Math did not come easily to me in school. I remember being bored with long division. I found it difficult to concentrate on the problem-solving processes that we were taught. So many steps and so much room for error. I found myself getting frustrated. I could barely engage long enough to finish my worksheets.

It did not take long for my nine-year-old brain to check out of math altogether. My report card in fourth grade almost reflected an ‘F’ in math. I say almost because I remember passing due to an excessive amount of extra-credit activities. My standardized test scores in math reflected the same – a student who could not grasp math. In fact my scores were low enough to afford me the pleasure of being in “remedial” math for all of middle school.

Then something strange happened to me in high school geometry: I got it. Really got it. Suddenly, I set the highest score on each exam. I went on to do the same in Algebra II and Pre-Calculus. When I went on to undergrad, the university hired me to tutor calculus and physics. This was not quite the trajectory my fourth grade teacher had predicted for me. 

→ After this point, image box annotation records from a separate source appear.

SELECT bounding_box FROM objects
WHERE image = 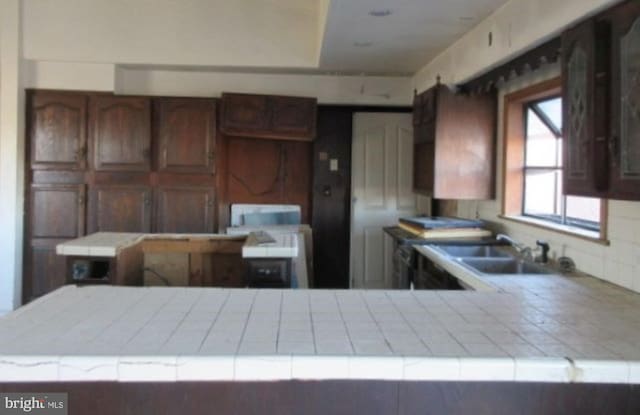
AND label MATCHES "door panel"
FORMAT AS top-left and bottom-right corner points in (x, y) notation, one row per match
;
(156, 98), (216, 174)
(156, 187), (215, 233)
(89, 185), (151, 233)
(24, 239), (67, 301)
(30, 184), (85, 239)
(89, 96), (151, 171)
(350, 113), (416, 288)
(29, 92), (87, 170)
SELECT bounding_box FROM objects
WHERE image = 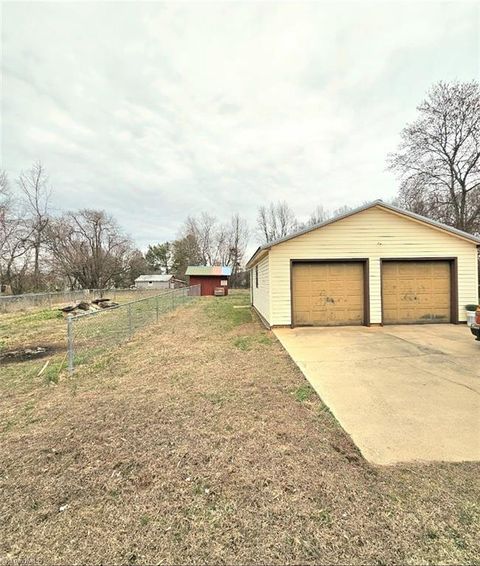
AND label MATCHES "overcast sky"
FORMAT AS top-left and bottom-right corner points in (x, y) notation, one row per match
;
(1, 2), (480, 253)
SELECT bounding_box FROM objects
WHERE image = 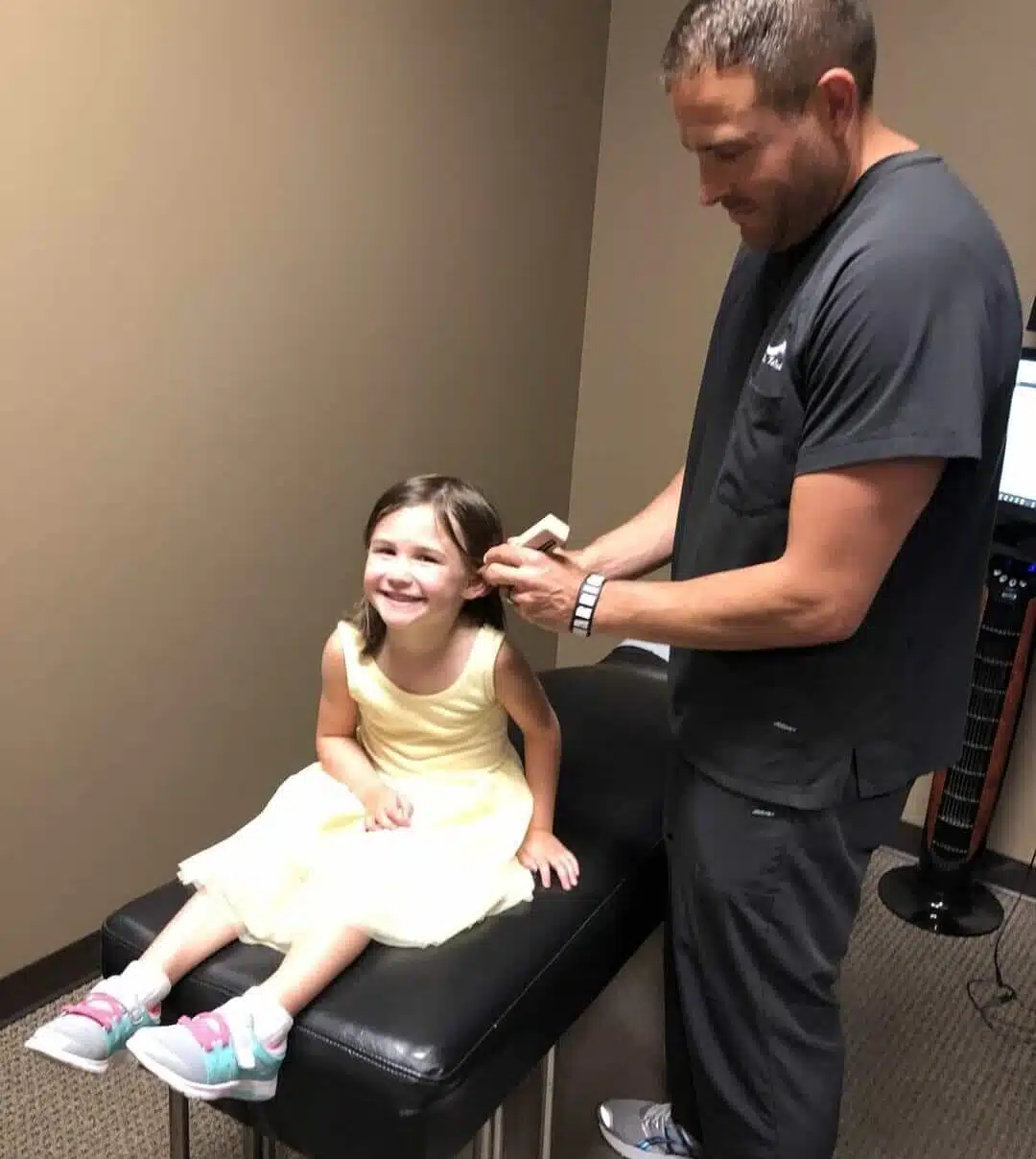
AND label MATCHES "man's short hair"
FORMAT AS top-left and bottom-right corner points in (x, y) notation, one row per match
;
(662, 0), (877, 112)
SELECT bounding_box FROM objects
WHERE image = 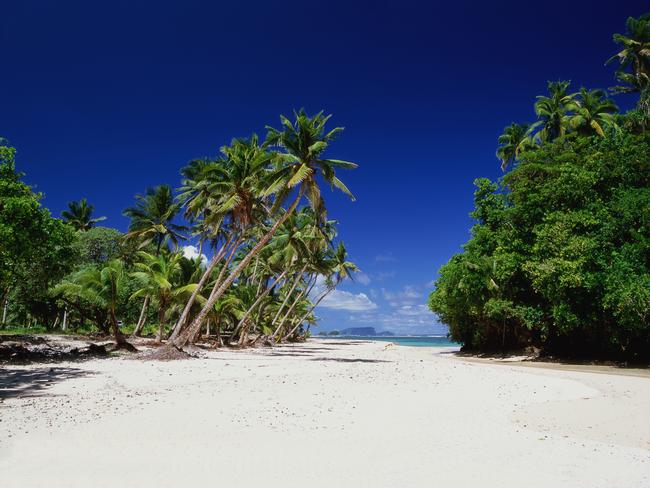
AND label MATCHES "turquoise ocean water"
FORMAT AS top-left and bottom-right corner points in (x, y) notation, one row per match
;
(327, 336), (460, 347)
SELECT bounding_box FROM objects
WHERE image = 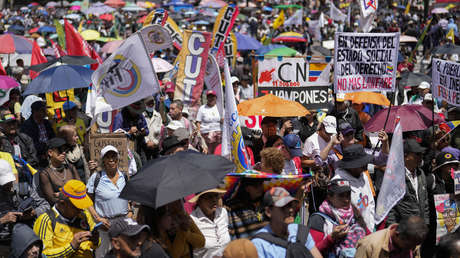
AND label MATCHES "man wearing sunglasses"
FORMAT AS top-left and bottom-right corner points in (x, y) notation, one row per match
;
(39, 137), (80, 206)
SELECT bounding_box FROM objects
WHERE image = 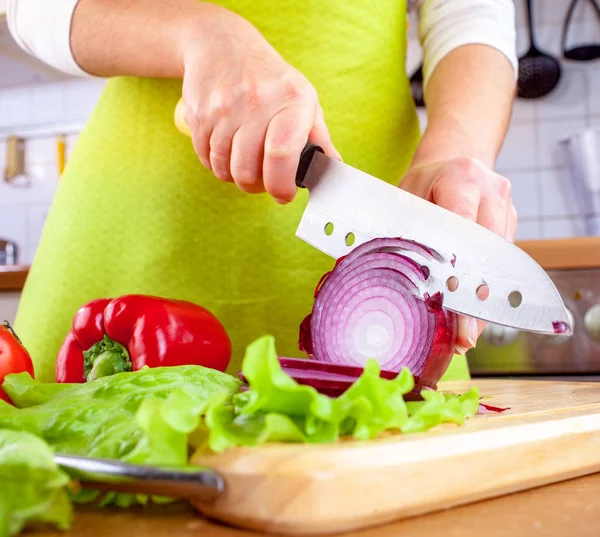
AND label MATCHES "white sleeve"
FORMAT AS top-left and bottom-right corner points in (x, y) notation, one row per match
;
(417, 0), (519, 87)
(6, 0), (92, 77)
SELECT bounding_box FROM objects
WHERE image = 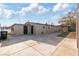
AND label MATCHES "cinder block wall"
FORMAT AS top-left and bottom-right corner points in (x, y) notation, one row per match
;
(12, 25), (24, 35)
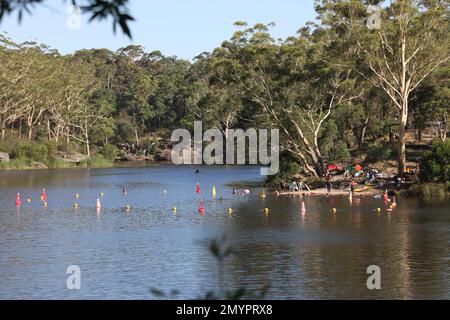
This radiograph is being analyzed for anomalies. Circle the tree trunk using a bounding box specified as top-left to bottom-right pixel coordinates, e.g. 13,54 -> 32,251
359,115 -> 370,147
398,99 -> 408,175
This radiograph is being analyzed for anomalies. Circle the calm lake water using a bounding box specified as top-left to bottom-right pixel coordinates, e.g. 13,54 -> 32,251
0,165 -> 450,299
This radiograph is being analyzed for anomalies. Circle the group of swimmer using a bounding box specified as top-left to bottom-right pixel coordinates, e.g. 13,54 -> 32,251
15,178 -> 397,215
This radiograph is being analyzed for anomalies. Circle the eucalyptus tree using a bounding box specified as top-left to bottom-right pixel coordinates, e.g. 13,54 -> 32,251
317,0 -> 450,174
214,23 -> 358,176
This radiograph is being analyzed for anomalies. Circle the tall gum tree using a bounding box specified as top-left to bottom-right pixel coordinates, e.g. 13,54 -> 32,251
316,0 -> 450,174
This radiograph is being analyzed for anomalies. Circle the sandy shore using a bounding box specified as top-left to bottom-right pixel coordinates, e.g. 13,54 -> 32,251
280,188 -> 383,197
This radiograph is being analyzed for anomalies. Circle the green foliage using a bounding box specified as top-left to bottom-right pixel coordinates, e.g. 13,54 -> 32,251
403,183 -> 450,199
115,119 -> 135,145
139,136 -> 158,155
101,144 -> 119,161
11,142 -> 56,167
80,155 -> 113,168
0,0 -> 134,38
330,140 -> 351,163
267,152 -> 302,185
420,140 -> 450,182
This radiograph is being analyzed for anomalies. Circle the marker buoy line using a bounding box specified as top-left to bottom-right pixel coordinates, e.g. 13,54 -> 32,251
383,190 -> 390,202
198,200 -> 205,213
15,193 -> 22,207
391,196 -> 397,209
41,188 -> 47,202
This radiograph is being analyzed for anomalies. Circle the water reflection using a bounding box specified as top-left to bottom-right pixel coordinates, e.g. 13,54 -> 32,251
0,166 -> 450,299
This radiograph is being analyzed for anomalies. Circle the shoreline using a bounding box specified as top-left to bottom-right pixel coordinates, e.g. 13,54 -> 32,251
280,188 -> 383,197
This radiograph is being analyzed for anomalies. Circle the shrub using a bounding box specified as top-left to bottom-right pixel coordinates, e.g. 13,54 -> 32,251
366,141 -> 397,162
404,183 -> 448,198
80,155 -> 113,168
101,144 -> 119,161
420,140 -> 450,183
139,137 -> 158,155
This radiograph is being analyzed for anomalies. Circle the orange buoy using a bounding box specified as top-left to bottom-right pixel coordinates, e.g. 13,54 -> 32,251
384,190 -> 389,202
16,193 -> 22,207
95,198 -> 102,209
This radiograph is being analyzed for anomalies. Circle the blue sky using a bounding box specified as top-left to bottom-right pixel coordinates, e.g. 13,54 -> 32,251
0,0 -> 316,59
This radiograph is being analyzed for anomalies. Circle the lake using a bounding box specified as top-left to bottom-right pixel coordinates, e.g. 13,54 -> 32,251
0,165 -> 450,299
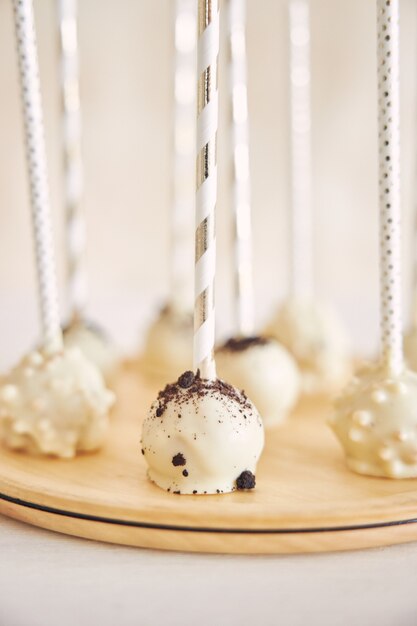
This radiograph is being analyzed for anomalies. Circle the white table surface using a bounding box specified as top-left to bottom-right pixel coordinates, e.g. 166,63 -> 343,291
0,516 -> 417,626
0,300 -> 417,626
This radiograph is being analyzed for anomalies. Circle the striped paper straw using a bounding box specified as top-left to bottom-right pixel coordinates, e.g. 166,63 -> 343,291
228,0 -> 253,335
194,0 -> 219,379
13,0 -> 62,352
377,0 -> 404,374
170,0 -> 197,310
58,0 -> 87,318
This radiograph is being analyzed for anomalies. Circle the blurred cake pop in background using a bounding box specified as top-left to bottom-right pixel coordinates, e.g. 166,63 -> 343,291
57,0 -> 119,383
266,0 -> 351,394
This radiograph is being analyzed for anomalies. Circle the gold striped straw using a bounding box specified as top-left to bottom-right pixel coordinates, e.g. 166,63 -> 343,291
227,0 -> 253,336
194,0 -> 219,380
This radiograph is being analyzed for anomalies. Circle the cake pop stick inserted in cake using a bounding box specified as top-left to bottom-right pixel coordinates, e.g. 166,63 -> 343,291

So what changed? The answer, I think, is simple. The answer for me boiled down to the difference between the abstract and concrete sides of math. We learn everything we know first from our own concrete experience before we can think abstractly. We learn to count, not by memorizing the numbers in order but by counting objects. We soon learn that, no matter what objects we are counting, the order of the numbers never change. This simple fact is our first experience in abstraction. 

For me, geometry made sense. There were shapes. The properties of shapes such as triangles and squares were very intuitive. However, in my fourth grade long division experience, all I knew was a process. The goal: master the process. I didn’t understand what exactly it was that I was doing and couldn’t enjoy it. But in geometry, looking at shapes and understanding how these objects were related ignited my curiosity. I recognized the problem and could enjoy working hard to solve it. 

Math is a series of abstractions. Each level of abstraction is simplifying and generalizing the concrete world. It is easy to lose sight of the concrete world in math and rely on memorization, math tricks, processes and shortcuts. Math can become an exercise in mastering processes rather than truly understanding the problem. So before the mind is ready to abstract effectively a foundation must be built.

Take division for instance. When I ask my five-year-old what twelve divided by two is, he has no idea. However, if I give him twelve jellybeans and ask him to share with his brother so that they each get the same number, he divides by two with no problem. He can understand one question but not the other. One question is concrete; one question is abstract. He can consistently do this with any even number. He also realized that when he has to divide an odd number by two there is always one left over. With my seven-year-old, I play with the number twelve a little bit more. I ask him how many jellybeans three friends would get. I ask about four friends, then six friends. He learns that three groups of four make twelve. He learns two groups of six make twelve. In this game he is touching on several mathematical concepts: division, multiplication, factoring and expression. This is now a game where there is a puzzle to figure out.

The more a student interacts with the concrete world in this way, the stronger the concrete intuition is built. Once students have a strong foundation in the basics truths of math, or really any subject, they are then able to build upon them, to think abstractly.  It was this very moving away from processes and tricks and moving toward thinking abstractly while standing on a firm foundation that drew me toward becoming a math teacher.